Sculptor making a sculpture

How Do You Make A Sculpture Of A Duck?

Gee RanasinhaMarketing

Question: How do you make a sculpture of a duck?

Answer:

  1. Take a lump of stone, marble, granite, etc. The choice is yours.
  2. Get a hammer and chisel.
  3. In your mind, imagine an image of a duck.
  4. Remove everything from the stone that’s not part of the duck.

Certainly, the form of a duck exists within the stone. However you could also say the form of a horse is in there somewhere. There’s also a tree, dolphin or 1001 other possibilities.

Theoretically, a sculptor could exhibit a bunch of untouched stones and say that each one is a sculpture in beta form, though I doubt that they’d be around very long…

Removing The Unnecessary To Leave The Essential

Sculpting is less about creation and more about removal. The removal of the unnecessary, so that the necessary may be exposed.

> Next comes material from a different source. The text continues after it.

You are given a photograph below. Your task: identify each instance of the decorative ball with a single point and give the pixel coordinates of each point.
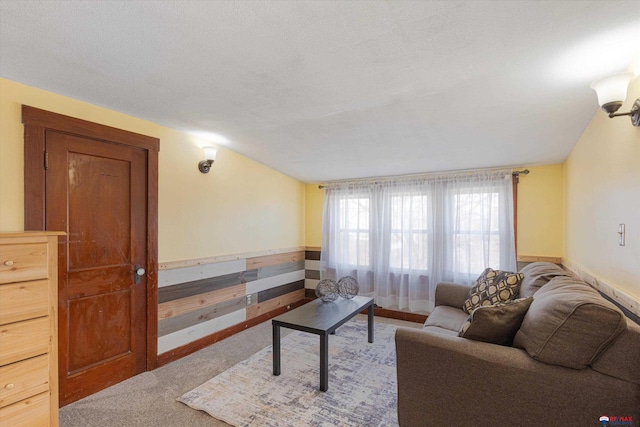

Of course for non-sculptors like me (and probably you) that’s easier said than done. It’s difficult to see where the sculpture ends and the detritus begins. Yet the process of removing every element of the unnecessary is absolutely crucial in order for everyone else to be able to understand the meaning. Less is most definitely more.

Just as a sculptor chips away at removing all that gets in the way of communicating her message (i.e. the duck), so your marketing must chip away at all the non-essential information preventing your audience from consuming and ingesting your content as quickly and as efficiently as possible.

  • Do you embellish your brochures, website, manuals or presentations with superfluous content that only serves to bolster your ego, rather than effectively communicate with your audience?
  • Do you pad out your email newsletters, eBooks, blogs or articles with meandering sections containing little relevance, to somehow justify all the hours that you spent writing the piece in the first place?
  • Do you add nonsensical features or options to your product or service, without consideration to how it will actually be used, because you’re focused more on the process rather than the end-result?

Sculptors spend countless hours/days/months/years deliberating, tweaking, and honing to get to the essence of what they want to communicate.

As Picasso once said, “Art is the elimination of the unnecessary”.